6. Avoid Walking through One-way Doors in the Midst of Uncertainty
At a time when the world has almost ground to a standstill, companies are still adjusting to the changes COVID-19 is bringing with it every day. Levie warns against making major business decisions that are hard to reverse. When COVID first struck in March 2020, Levie transitioned his workers to working from home with the expectation that they would be back to the office in two weeks. He has now accepted the fact that they will have to keep working from home in the near future, even as governments around the world ease their COVID-19 restrictions. However, he wouldn’t declare that his staff will work from home forever either.
“You only want to go through [one-way doors] when you have a high degree of certainty. I’ve certainly been trying to avoid as many one-way doors as possible. Because … we just don’t know what’s going to happen next.” ~ Aaron Levie
7. Invest in Cloud Computing for your Company in 2022
With more people working from home than ever before, 2022 is the year to invest in cloud infrastructure for your company. Since most companies are operating virtually now, there is a growing demand for cloud services. A robust system will help you to be more competitive in the business climate we have found ourselves in.
“What will happen as we move from being on video conferences and some people moving back to offices and working in a much more distributed environment, is you’re going to care much more about managing the information that will be created and turning it into [something of value].” ~ Aaron Levie
8. Aim to be the Best in More than one Area
According to Aaron Levie, companies that perfect their engineering or offer top-notch software coupled with substandard customer service are selling themselves short. It’s possible to be the best at both. In fact, startups that strive to perfect all aspects of their business are the ones that thrive in the long term. In order to score 10/10 in your designs, your software, and your customer service, you need to hire the best talent in each of these fields.
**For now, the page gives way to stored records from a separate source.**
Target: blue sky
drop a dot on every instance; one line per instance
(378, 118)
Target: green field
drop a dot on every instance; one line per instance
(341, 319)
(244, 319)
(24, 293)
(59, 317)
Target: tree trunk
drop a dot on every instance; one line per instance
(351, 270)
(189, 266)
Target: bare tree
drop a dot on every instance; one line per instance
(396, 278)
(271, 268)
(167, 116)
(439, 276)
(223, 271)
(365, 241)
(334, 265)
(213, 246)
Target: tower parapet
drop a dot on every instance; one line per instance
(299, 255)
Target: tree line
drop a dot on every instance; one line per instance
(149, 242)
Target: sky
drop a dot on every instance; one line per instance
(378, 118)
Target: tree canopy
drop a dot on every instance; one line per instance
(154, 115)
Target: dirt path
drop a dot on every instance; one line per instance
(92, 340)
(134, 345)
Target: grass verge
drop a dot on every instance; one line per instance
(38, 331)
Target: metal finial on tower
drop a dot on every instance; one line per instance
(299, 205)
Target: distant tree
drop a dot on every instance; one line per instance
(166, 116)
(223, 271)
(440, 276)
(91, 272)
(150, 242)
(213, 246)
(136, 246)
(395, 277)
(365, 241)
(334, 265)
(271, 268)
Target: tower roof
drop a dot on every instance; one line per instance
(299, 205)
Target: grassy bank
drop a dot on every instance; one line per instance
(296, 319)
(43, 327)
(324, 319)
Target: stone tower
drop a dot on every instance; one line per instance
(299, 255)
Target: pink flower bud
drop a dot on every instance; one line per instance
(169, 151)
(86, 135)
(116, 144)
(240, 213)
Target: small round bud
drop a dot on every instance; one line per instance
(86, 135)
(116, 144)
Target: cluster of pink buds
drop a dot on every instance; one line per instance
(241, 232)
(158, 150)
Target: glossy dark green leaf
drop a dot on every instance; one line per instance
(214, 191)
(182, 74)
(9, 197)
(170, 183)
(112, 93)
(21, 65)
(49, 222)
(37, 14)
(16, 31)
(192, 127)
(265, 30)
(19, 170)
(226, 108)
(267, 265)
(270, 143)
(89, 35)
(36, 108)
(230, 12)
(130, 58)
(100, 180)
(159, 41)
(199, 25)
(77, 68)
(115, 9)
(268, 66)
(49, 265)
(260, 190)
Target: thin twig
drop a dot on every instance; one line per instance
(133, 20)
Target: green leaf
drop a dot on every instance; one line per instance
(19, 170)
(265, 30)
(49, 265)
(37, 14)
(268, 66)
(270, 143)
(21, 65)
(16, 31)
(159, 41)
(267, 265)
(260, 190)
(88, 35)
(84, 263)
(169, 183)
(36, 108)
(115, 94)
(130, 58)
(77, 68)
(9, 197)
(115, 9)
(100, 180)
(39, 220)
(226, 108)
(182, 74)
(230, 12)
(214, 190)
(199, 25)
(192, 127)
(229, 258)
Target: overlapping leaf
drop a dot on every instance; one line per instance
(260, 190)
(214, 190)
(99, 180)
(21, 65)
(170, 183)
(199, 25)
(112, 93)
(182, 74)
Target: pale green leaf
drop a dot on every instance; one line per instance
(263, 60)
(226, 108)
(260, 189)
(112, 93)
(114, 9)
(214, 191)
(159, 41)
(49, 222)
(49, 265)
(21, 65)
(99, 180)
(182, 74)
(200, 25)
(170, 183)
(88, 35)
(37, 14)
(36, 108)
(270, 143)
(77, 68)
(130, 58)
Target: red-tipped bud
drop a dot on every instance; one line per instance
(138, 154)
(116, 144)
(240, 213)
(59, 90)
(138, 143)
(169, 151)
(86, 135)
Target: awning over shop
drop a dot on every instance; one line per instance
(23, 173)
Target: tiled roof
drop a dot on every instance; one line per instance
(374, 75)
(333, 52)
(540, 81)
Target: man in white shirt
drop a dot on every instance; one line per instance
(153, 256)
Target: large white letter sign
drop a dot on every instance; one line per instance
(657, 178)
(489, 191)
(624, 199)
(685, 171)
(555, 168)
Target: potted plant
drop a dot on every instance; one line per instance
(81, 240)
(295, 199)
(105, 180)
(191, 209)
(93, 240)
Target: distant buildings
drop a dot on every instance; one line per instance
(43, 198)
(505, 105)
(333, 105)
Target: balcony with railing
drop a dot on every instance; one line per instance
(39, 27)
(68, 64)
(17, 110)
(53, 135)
“To be world class in each of those areas, you want actual leaders in that come with that kind of background and domain expertise and experience. We wouldn’t get our engineering leader from some on-premise software five-year build cycle organization because that’s not the engineering organization we’re going to build. We wouldn’t get our customer support leader from Oracle because they’re not known for their customer support. There are ways that you can be best in class in a lot of these areas.” ~ Aaron Levie
Some Final Advice from Aaron Levie for Startups and Entrepreneurs
Success is often an elusive goal that can seem next to impossible. It takes strategy, perseverance and passion to transform a startup from an idea into an actual product and, eventually, a successful company. However, in the words of Aaron Levie, startups and entrepreneurs should “Take risks. Fail fast.” – a testament to the fact that known mistakes can be corrected. Getting started with the wrong idea is better than thinking about a good one that nobody will ever hear about.